La situation est plus compliquée que cela. La plupart des Américains sont d'avis que notre implication en Irak a été une erreur. Il y a des différences d'opinion sur cette question. Il y a des gens de l'Administration qui refusent d'admettre leurs erreurs. D'autres y voient qu'il s'agissait de mensonges. Ce n'est pas tout le monde qui pense la même chose. Les républicains sont préoccupés par ce qu'on appelle la sécurité des bulletins de vote. Ils veulent s'assurer que seuls ceux qui ont le droit de voter le fassent. Richard Nixon, candidat républicain, avait refusé, dans les années 1960, de dénoncer les résultats douteux du démocrate John Kennedy dans l'Illinois. Nixon craignait que ses protestations n'aillent créer des problèmes à l'Etat de droit et remettre en cause notre système.
Quelle analyse faites-vous du phénomène des Swing States (Etats indécis) ? On a l'impression que les gens n'ont pas de convictions...
Le Swing State est un Etat où l'électorat est divisé. Les candidats s'intéressent plus à ces Etats. Dans l'Ohio, plus de 17 000 messages publicitaires ont été diffusés par Bush et Kerry. J'habite le Maryland. Je n'ai pas vu de candidats. Ils ne viennent pas. Il n'y a même pas de publicité. Le Maryland est considéré historiquement comme acquis aux démocrates. En fait, la campagne électorale est une campagne de persuasion. Il faut persuader de nouveaux inscrits, car les données peuvent changer (...). Dans certains Etats, les gens votent à l'avance.

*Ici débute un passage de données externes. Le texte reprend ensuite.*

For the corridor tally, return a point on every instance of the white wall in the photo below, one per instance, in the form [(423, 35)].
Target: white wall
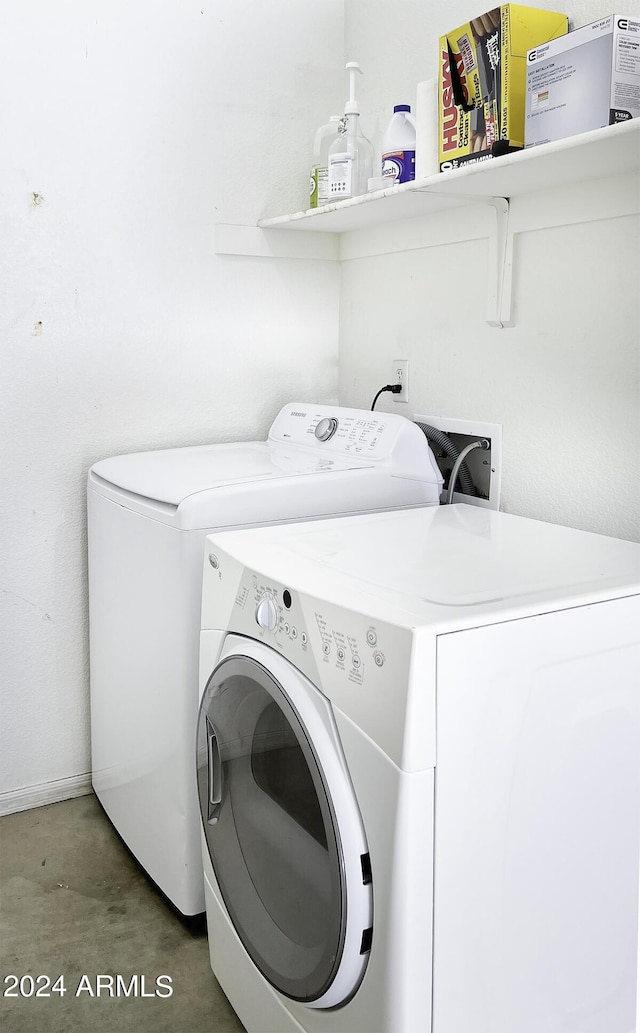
[(133, 127), (564, 382)]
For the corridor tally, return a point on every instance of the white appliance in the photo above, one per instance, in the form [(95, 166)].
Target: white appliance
[(418, 765), (148, 517)]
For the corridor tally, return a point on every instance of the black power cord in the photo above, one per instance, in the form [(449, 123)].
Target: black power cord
[(394, 388)]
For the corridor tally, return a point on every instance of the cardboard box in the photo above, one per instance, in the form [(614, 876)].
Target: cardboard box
[(483, 79), (584, 81)]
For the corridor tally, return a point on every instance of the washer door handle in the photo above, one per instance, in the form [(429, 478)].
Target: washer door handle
[(214, 763)]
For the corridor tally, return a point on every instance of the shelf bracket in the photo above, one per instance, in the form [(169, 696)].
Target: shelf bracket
[(501, 265)]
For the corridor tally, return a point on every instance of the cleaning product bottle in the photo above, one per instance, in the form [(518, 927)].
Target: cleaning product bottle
[(398, 147), (319, 184), (351, 156)]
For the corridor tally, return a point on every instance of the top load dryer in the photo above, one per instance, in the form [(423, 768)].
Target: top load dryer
[(148, 517)]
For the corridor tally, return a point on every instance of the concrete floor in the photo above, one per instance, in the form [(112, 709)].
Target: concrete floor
[(74, 904)]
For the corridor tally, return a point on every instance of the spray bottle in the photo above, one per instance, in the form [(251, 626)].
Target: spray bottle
[(351, 156)]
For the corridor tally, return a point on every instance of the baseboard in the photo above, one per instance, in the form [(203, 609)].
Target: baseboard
[(45, 792)]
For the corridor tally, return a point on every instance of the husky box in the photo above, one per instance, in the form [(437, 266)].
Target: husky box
[(483, 79)]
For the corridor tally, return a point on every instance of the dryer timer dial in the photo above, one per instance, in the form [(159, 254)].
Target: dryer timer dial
[(266, 614), (326, 428)]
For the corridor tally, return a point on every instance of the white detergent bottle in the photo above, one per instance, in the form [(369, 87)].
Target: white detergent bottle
[(398, 147), (319, 183), (351, 156)]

Il y a aussi beaucoup de votants par correspondance. Pour certains votants qui ne trouvent pas leur nom sur les listes, on laisse voter et on décidera ensuite si l'on prend en compte leur voix ou non. Il y a la question des machines tactiles et on n'a pas la possibilité d'imprimer les résultats. Si jamais il y a un problème au niveau du logiciel, il n'est pas possible de vérifier.
Le système du collège électoral est-il démocratique ?
Le nombre des grands électeurs dans les Etats est établi en fonction des membres de la Chambre des représentants. Les Etats, à faible population, n'ont que trois grands électeurs. Le collège électoral est controversé. Dans les années 1960, des politologues ont fait un plaidoyer pour son maintien. Le Congrès était dominé par des membres aux points de vue provinciaux. La Présidence était généralement dominée par des hommes aux idées progressistes parce qu'ils sont élus par les grands électeurs qui, eux, sont concentrés dans les Etats où il y a plus de population, c'est-à-dire dans les zones urbaines. Les gens qui habitent ces zones sont plus progressistes. Aujourd'hui, ce n'est plus le cas. Nous avons remarqué lors des élections de 2000 que le collège électoral ne produit plus de majorité automatique pour un candidat.
Les ruraux américains sont, paraît-il, pro-républicains à cause de leur conservatisme...
C'est vrai. Les zones urbaines penchent pour les démocrates, les zones rurales pour les républicains. Ce qu'il faut savoir aussi, c'est que les banlieues des villes, qui sont riches, penchent pour les républicains. Certains habitants de ces banlieues ne mettent jamais les pieds dans les villes ! Et c'est dans les centres-villes que se concentrent les pauvres et les minorités. Au sein du Parti républicain existe la Coalition chrétienne qui est devenue puissante depuis l'administration de Bush Premier.
Les républicains jouent la carte de la religion. Est-ce l'expression d'une incapacité d'avancer des arguments solides ?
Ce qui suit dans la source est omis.